Dem Ganzen war ein monatelanger Machtkampf zwischen Exekutive und Legislative vorausgegangen. Vizcarra hatte dem Parlament wiederholt vorgeworfen, durch Verzögerungstaktiken und Boykottpolitik seine Antikorruptionsbemühungen auszubremsen. Dahinter vermutete er das relativ offensichtliche Ziel, dass die Opposition Politiker*innen in den eigenen Reihen vor einer Strafverfolgung zu schützen versuchte. Als Vizcarra im März 2018 die Präsidentschaft übernahm, war er mit dem Versprechen angetreten, die Korruption im Land entschieden zu bekämpfen. Seinen Vorgänger Pedro Pablo Kuczynski hatten Verstrickungen in die Korruptionsaffäre um den brasilianischen Baukonzern Odebrecht zu Fall gebracht (siehe LN 526). Der Odebrecht-Skandal hat sich bisher auf die vier letzten Präsidenten des Landes vor Vizcarra ausgeweitet, darunter auf den zweimaligen Präsidenten Alan García, der sich im Zuge der Korruptionsanschuldigungen aus Angst vor einer Haftstrafe im April dieses Jahres das Leben nahm (siehe LN 539). Vizcarras Kampf gegen die Korruption wurde allerdings durch die Zusammensetzung des Parlaments so gut wie unmöglich gemacht: Über die absolute Mehrheit verfügte dort nämlich die konservative Partei Fuerza Popular, deren Vorsitzende Keiko Fujimori, Tochter des peruanischen Ex-Diktators Alberto Fujimori, seit Oktober 2018 wegen der Annahme illegaler Wahlkampfspenden des Odebrecht-Konzerns in Untersuchungshaft sitzt (siehe LN 534). Zusammen mit der Mitte-Links-Partei APRA stellte sich die Fuerza Popular als fujiaprismo konsequent gegen jegliche Reformvorhaben Vizcarras. Die sechs zentralen Gesetzesinitiativen der Regierung, die Anfang Juni dieses Jahres nach einem Volksreferendum ins Parlament getragen wurden, beinhalteten unter anderem eine Neuregelung des Aufhebungsprozesses der parlamentarischen Immunität, über die künftig eine unabhängige Instanz entscheiden sollte, statt wie bisher der Kongress selbst. Dieser Kernvorschlag der Reformen wurde abgeschmettert und ad acta gelegt. Das erscheint besonders zynisch vor dem Hintergrund, dass viele der oppositionellen Politiker*innen bereits juristisch verfolgt wurden oder werden. Einige Tage später folgte der nächste Affront: Die fujiaprismo-Abgeordneten schützten den Obersten Staatsanwalt Chávarry trotz dringender Korruptionsbeschuldigungen endgültig vor einer Amtsenthebung.
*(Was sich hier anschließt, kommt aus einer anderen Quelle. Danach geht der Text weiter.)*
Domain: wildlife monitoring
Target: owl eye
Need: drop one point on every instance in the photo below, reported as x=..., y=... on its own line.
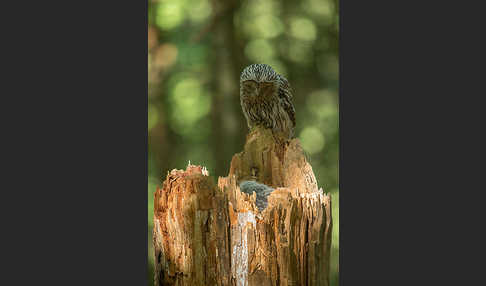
x=250, y=83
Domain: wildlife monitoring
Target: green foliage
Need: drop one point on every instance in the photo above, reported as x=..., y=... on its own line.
x=194, y=107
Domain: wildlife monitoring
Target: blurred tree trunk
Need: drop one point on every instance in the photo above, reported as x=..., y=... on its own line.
x=214, y=235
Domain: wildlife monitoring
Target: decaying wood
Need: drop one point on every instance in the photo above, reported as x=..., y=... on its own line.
x=207, y=234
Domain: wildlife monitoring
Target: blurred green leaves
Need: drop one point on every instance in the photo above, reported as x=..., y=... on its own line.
x=189, y=103
x=172, y=13
x=303, y=29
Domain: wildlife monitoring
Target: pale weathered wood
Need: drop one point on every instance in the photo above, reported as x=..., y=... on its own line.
x=214, y=235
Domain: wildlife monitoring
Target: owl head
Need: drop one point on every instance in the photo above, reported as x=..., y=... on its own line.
x=261, y=79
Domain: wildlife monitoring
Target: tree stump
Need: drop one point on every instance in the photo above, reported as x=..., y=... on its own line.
x=208, y=234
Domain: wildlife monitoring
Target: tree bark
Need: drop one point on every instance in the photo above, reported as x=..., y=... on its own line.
x=208, y=234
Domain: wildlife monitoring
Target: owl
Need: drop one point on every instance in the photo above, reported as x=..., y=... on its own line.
x=266, y=100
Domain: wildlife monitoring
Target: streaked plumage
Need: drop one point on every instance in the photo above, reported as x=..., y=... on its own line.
x=266, y=99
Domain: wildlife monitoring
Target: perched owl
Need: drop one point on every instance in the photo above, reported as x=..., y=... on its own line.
x=266, y=99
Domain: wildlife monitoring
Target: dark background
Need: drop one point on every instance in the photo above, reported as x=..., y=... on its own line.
x=197, y=50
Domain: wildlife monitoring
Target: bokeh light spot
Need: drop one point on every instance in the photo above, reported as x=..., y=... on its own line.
x=259, y=50
x=312, y=140
x=189, y=103
x=153, y=116
x=199, y=10
x=303, y=29
x=165, y=55
x=170, y=13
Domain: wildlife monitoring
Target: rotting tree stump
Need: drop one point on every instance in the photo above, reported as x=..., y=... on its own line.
x=208, y=234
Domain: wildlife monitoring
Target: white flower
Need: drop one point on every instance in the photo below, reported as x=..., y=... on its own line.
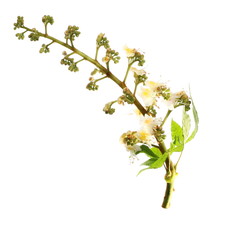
x=154, y=85
x=139, y=72
x=145, y=137
x=148, y=123
x=173, y=99
x=148, y=96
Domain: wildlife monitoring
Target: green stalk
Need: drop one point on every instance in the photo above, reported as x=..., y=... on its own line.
x=94, y=62
x=168, y=195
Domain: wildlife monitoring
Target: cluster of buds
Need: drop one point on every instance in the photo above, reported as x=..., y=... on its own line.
x=19, y=23
x=69, y=62
x=111, y=55
x=92, y=86
x=102, y=41
x=47, y=19
x=151, y=111
x=20, y=36
x=34, y=36
x=163, y=90
x=71, y=33
x=139, y=75
x=44, y=49
x=129, y=138
x=134, y=56
x=127, y=96
x=108, y=108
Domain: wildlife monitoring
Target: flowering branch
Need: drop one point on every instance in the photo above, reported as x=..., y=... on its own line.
x=150, y=138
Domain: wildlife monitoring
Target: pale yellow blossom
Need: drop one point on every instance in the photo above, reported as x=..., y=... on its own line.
x=139, y=72
x=148, y=96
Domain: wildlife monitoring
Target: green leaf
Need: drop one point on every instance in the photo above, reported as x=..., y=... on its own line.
x=143, y=170
x=176, y=148
x=196, y=120
x=156, y=151
x=145, y=149
x=186, y=122
x=150, y=161
x=159, y=162
x=177, y=133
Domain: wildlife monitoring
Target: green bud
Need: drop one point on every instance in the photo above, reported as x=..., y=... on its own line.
x=72, y=32
x=112, y=55
x=92, y=86
x=34, y=36
x=140, y=78
x=73, y=67
x=20, y=36
x=130, y=138
x=151, y=111
x=67, y=61
x=108, y=108
x=47, y=19
x=44, y=49
x=128, y=96
x=102, y=41
x=19, y=23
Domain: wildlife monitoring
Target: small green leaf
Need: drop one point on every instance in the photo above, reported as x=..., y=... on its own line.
x=159, y=162
x=196, y=120
x=143, y=170
x=177, y=133
x=145, y=149
x=186, y=122
x=156, y=151
x=176, y=148
x=150, y=161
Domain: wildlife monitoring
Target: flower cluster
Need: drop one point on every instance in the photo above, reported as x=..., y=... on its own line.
x=69, y=62
x=150, y=136
x=34, y=36
x=111, y=55
x=139, y=75
x=44, y=49
x=153, y=91
x=134, y=56
x=71, y=33
x=145, y=135
x=19, y=23
x=102, y=41
x=47, y=19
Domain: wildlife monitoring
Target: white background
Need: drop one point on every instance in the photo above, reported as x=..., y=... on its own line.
x=63, y=173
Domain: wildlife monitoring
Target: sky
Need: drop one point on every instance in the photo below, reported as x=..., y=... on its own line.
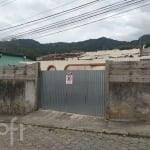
x=124, y=27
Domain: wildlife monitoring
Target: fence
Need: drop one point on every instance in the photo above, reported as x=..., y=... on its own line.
x=86, y=94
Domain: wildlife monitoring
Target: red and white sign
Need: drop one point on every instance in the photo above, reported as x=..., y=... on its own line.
x=69, y=79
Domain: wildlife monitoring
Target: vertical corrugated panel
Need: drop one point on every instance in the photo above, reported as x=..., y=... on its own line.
x=85, y=95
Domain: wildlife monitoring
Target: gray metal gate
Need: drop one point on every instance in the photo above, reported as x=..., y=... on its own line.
x=86, y=95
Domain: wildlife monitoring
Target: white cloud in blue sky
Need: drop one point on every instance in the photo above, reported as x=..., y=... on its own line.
x=127, y=26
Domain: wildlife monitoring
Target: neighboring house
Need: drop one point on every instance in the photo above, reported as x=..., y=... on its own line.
x=85, y=61
x=6, y=60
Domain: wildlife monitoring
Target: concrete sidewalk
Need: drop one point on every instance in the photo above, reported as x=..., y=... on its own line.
x=69, y=121
x=77, y=122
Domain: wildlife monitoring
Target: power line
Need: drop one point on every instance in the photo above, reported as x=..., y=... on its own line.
x=111, y=16
x=46, y=11
x=82, y=17
x=53, y=15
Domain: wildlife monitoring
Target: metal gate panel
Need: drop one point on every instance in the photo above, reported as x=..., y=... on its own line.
x=85, y=96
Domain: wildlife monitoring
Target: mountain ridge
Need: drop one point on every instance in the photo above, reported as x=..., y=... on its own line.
x=33, y=49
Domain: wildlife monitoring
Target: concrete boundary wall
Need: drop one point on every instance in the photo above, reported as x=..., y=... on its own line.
x=145, y=52
x=128, y=90
x=19, y=89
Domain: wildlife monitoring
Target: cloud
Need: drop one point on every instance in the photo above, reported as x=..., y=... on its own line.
x=127, y=26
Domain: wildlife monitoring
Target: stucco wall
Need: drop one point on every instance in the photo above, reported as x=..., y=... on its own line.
x=128, y=90
x=18, y=89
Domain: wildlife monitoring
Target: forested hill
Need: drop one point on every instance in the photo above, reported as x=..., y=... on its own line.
x=34, y=49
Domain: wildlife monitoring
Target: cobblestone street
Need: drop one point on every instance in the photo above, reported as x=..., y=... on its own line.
x=37, y=138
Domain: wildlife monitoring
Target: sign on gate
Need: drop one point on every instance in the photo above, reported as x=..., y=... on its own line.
x=69, y=78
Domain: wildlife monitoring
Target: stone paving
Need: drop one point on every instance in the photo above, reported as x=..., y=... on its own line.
x=38, y=138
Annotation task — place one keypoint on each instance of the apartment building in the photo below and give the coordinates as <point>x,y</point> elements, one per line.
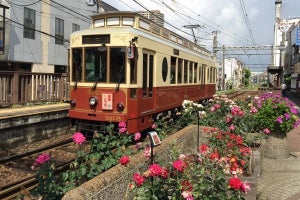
<point>37,33</point>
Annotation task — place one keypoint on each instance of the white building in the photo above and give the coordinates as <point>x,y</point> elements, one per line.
<point>37,32</point>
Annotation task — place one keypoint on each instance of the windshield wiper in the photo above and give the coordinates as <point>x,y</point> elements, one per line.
<point>96,82</point>
<point>120,77</point>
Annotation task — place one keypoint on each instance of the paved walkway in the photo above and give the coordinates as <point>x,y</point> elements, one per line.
<point>280,179</point>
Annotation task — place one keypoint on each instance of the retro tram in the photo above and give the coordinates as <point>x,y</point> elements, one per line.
<point>128,68</point>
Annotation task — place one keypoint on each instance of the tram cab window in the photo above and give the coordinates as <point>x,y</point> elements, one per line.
<point>117,64</point>
<point>173,70</point>
<point>77,64</point>
<point>95,64</point>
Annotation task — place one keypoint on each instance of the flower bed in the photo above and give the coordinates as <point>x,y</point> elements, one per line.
<point>113,184</point>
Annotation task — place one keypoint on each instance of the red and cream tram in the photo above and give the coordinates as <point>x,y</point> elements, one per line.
<point>127,68</point>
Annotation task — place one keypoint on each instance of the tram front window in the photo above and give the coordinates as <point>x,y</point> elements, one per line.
<point>117,64</point>
<point>95,64</point>
<point>76,63</point>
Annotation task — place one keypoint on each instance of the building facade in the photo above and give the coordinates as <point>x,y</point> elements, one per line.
<point>37,33</point>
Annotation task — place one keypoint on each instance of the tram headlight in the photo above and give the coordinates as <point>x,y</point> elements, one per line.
<point>72,103</point>
<point>120,107</point>
<point>93,101</point>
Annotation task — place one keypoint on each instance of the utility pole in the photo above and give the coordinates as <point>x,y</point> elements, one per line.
<point>223,67</point>
<point>192,28</point>
<point>98,2</point>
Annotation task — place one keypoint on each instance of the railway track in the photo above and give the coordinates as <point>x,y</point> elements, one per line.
<point>13,189</point>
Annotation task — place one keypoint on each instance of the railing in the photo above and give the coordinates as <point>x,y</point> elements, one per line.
<point>26,87</point>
Die Opposition bezeichnet Kongress-Auflösung als nicht verfassungsgemäß


Die Regierung stellte daraufhin die Vertrauensfrage, geknüpft an eben jene sechs Reformvorhaben, denen die Parlamentarier*innen noch bis zum Ende der Legislaturperiode zustimmen sollten – sonst werde es Neuwahlen geben. Trotz absurder, hitziger Debatten sprach das Parlament der Regierung letztlich das Vertrauen aus. Eine Auflösung des Kongresses wollte man auf Seiten des fujiaprismo zu diesem Zeitpunkt anscheinend nicht riskieren. Doch die Rufe nach Neuwahlen, die seit dem Frühjahr in der Bevölkerung laut geworden waren, konnten damit nicht erstickt werden. Im August befürworteten fast drei Viertel aller Peruaner*innen laut dem Meinungsforschungsinstitut Ipsos Neuwahlen. Anfang September demonstrierten tausende Bürger*innen in vielen peruanischen Städten unter dem Motto „¡Que se vayan todos!“ (Alle sollen gehen!). Als es Ende September wirklich zur Auflösung des Kongresses kam, wurde das massenhaft auf den Straßen gefeiert, aber auch in den sozialen Netzwerken unter dem Hashtag #cierredelcongreso.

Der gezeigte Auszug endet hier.